Ah, memangnya pernah ada kejadian seperti itu? Yang ada, hanya pikiran Miki yang berkelana jauh membayangkan dia berada di satu tempat yang sama dan melakukan semuanya.
Mengenang semuanya kembali mengingatkan Miki pada sesuatu.
Dulu, Miki masih ingat sekali. Saat dia masih TK, Miki sampai harus menangis bergulingan di teras rumah hanya untuk meminta papa yang sudah berangkat ke kantor untuk pulang dan mengantarnya ke sekolah. Dia tidak mau setiap hari diantar-jemput Pak Karta. Dan yang menyedihkan, bukannya papa yang pulang untuk mengantar Miki ke sekolah, ucapan papa di teleponlah yang membungkam tangis Miki.

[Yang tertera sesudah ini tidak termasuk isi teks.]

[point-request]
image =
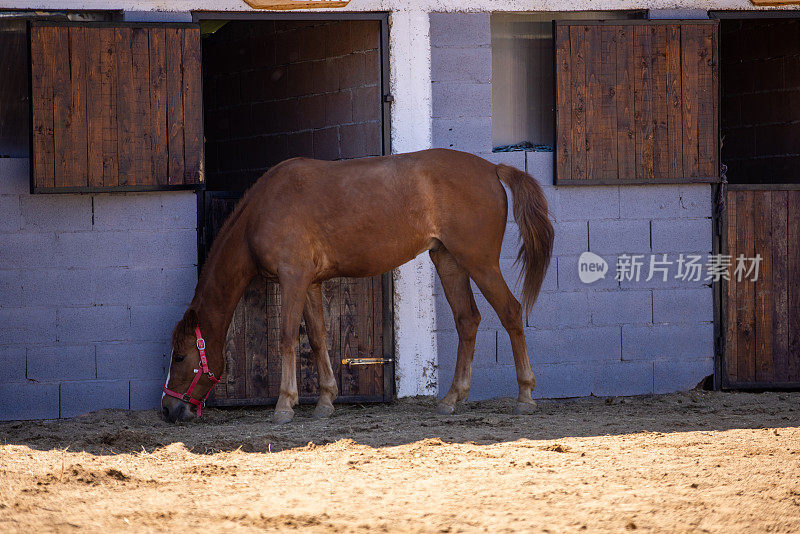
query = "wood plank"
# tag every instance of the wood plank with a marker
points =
(706, 119)
(643, 102)
(175, 141)
(608, 78)
(42, 70)
(594, 105)
(62, 109)
(578, 48)
(192, 106)
(763, 286)
(793, 299)
(158, 105)
(140, 60)
(780, 273)
(77, 162)
(674, 103)
(349, 338)
(732, 306)
(745, 294)
(126, 145)
(563, 103)
(109, 85)
(624, 96)
(661, 155)
(94, 102)
(690, 45)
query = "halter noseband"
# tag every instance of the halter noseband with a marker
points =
(187, 397)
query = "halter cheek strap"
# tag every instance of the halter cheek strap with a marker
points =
(203, 370)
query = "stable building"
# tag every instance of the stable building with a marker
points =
(665, 141)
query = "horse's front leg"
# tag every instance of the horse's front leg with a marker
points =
(315, 326)
(294, 286)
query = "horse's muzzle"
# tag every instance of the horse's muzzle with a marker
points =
(176, 411)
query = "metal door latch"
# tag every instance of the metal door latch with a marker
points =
(366, 361)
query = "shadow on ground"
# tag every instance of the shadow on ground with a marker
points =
(409, 420)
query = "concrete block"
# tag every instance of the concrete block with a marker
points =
(78, 398)
(154, 323)
(584, 203)
(23, 251)
(493, 382)
(618, 236)
(128, 211)
(683, 305)
(469, 134)
(93, 249)
(485, 348)
(651, 265)
(571, 237)
(28, 400)
(568, 279)
(57, 287)
(179, 285)
(618, 307)
(453, 100)
(93, 323)
(127, 286)
(672, 376)
(62, 362)
(133, 360)
(146, 394)
(56, 213)
(179, 209)
(562, 381)
(468, 65)
(564, 345)
(15, 177)
(11, 221)
(10, 288)
(560, 310)
(28, 326)
(682, 235)
(173, 248)
(675, 342)
(622, 378)
(460, 29)
(12, 361)
(666, 201)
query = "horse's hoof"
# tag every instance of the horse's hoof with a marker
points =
(323, 411)
(282, 417)
(525, 408)
(445, 409)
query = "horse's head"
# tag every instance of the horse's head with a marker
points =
(189, 380)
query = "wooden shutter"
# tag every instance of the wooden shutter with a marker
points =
(636, 102)
(115, 107)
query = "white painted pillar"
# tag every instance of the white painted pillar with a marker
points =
(414, 307)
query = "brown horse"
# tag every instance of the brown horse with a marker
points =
(306, 221)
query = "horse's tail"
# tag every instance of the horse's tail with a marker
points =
(530, 212)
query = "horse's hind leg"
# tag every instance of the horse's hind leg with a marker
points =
(293, 295)
(315, 326)
(455, 282)
(494, 288)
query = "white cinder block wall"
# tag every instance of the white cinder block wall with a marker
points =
(607, 338)
(90, 288)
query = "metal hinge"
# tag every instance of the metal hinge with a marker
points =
(366, 361)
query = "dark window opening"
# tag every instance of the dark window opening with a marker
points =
(760, 85)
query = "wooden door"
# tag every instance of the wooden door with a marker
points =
(357, 317)
(761, 320)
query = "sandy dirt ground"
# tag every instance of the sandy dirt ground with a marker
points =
(693, 462)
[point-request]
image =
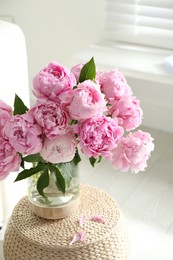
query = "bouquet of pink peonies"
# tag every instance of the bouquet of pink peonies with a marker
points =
(82, 108)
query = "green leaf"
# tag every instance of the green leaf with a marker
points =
(60, 181)
(19, 106)
(88, 71)
(33, 158)
(76, 158)
(29, 172)
(92, 161)
(43, 182)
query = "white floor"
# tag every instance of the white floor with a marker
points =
(146, 199)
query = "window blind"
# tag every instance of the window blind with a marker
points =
(144, 22)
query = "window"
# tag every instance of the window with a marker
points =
(142, 22)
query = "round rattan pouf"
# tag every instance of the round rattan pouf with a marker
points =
(29, 237)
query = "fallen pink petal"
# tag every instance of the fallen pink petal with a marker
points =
(82, 220)
(83, 236)
(80, 236)
(99, 219)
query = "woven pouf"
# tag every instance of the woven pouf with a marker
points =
(29, 237)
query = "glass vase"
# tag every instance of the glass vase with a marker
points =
(56, 204)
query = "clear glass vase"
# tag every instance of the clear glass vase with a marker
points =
(55, 204)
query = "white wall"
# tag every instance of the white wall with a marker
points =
(55, 29)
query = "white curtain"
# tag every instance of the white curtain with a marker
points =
(145, 22)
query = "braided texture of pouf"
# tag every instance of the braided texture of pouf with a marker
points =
(29, 237)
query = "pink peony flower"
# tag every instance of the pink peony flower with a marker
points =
(5, 112)
(23, 134)
(114, 85)
(51, 117)
(128, 112)
(76, 70)
(133, 152)
(87, 101)
(54, 82)
(60, 149)
(98, 136)
(9, 159)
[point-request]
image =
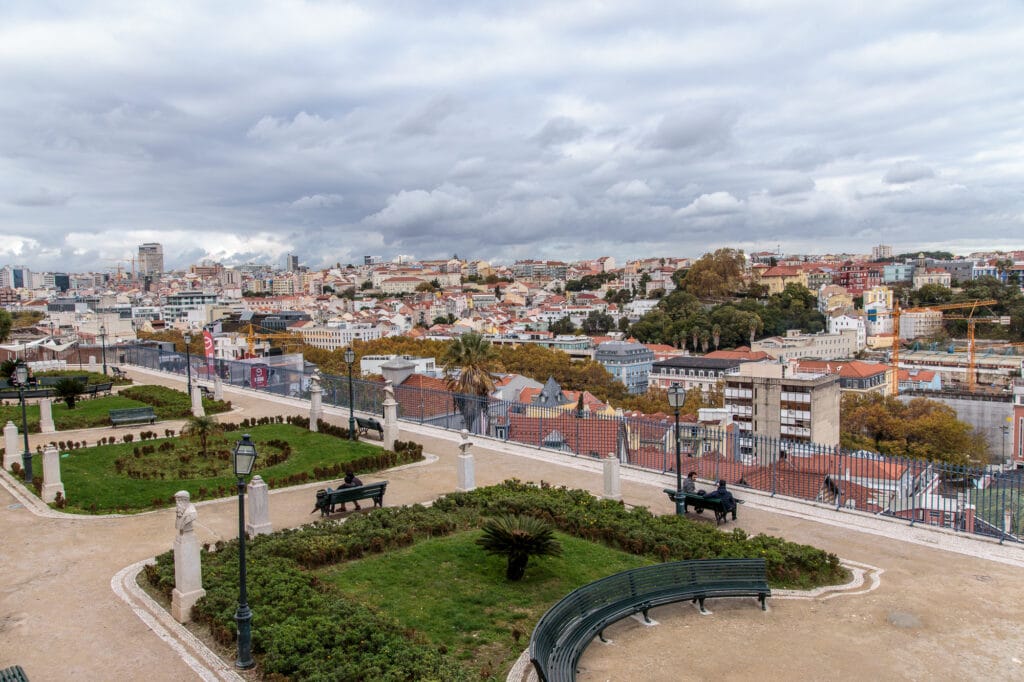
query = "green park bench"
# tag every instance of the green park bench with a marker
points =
(371, 424)
(326, 501)
(13, 674)
(699, 503)
(132, 416)
(564, 632)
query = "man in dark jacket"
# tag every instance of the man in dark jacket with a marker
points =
(351, 480)
(728, 501)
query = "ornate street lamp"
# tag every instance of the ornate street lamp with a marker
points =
(22, 376)
(677, 395)
(243, 459)
(187, 337)
(102, 341)
(350, 358)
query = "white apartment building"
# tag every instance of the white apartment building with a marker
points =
(842, 323)
(339, 336)
(820, 346)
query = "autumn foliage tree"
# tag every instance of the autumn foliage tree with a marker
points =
(921, 429)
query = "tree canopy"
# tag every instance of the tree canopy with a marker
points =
(921, 429)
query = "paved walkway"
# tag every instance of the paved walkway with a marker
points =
(934, 614)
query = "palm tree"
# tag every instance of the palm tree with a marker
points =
(467, 365)
(69, 389)
(203, 428)
(518, 538)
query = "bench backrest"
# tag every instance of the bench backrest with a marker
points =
(130, 412)
(357, 493)
(632, 587)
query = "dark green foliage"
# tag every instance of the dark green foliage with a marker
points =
(304, 629)
(518, 538)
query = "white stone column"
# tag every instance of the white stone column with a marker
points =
(187, 564)
(198, 410)
(51, 475)
(258, 509)
(46, 416)
(612, 488)
(315, 396)
(466, 465)
(11, 444)
(390, 416)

"Kalau kamu nggak mau sekolah diantar Pak Karta, nggak usah sekolah sekalian!" Lantas sambungan diputus.
Semenjak itu, Miki tidak pernah lagi merengek meminta ini-itu pada papa. Dia juga tidak berani—enggan—meminta pada mama, tahu jawabannya tidak akan beda jauh dengan papa.
"Papa sama Mama kerja untuk kamu. Makanya, kamu juga ngertiin kesibukan kami, dong." Begitu kata mama suatu hari. Saat itu, Miki sudah sedikit lebih besar. Sudah berseragam merah-putih, jika tidak salah ingat. Miki hanya menanyakan, kenapa tidak ada satu pun dari papa dan mama yang datang ke sekolah untuk mengambil rapornya? Padahal, teman-temannya sudah bergandengan dengan orang tua mereka dengan senyum ceria karena mendapat nilai bagus. Atau ada beberapa temannya yang sedikit menerima omelan karena nilai menurun.
Dan di sudut kelas, hanya ada Miki seorang diri, menatap kebersamaan keluarga yang tidak pernah Miki miliki.
Lantas, memangnya salah jika Miki sedikit meminta perhatian mama dan papa? Berlebihan kalau Miki sekadar bertanya kenapa mereka tidak datang? Miki tidak menyalahkan, dia hanya butuh alasan karena yang bisa memberi jawaban. Tapi apa? Miki malah diceramahi dengan kalimat yang sudah biasa dia dengar.
Papa kerja, cari uang untuk keluarga. Mama harus bantu papa. Kakak kamu saja mengerti, kok kamu susah dibilangi?
Membenarkan kesibukan kerja untuk alasan kealpaan di rumah? Mencari uang untuk keluarga, katanya.
Memangnya yang dibutuhkan Miki hanya uang untuk menunjang hidup? Memangnya Miki yang mau dihujani uang setiap detiknya tapi tidak mendapat perhatian lebih dari papa dan mama?
Cukup. Miki sudah muak. Jika memang itu yang diinginkan mama dan papa, baiklah. Miki akan hidup dengan cara yang mereka minta.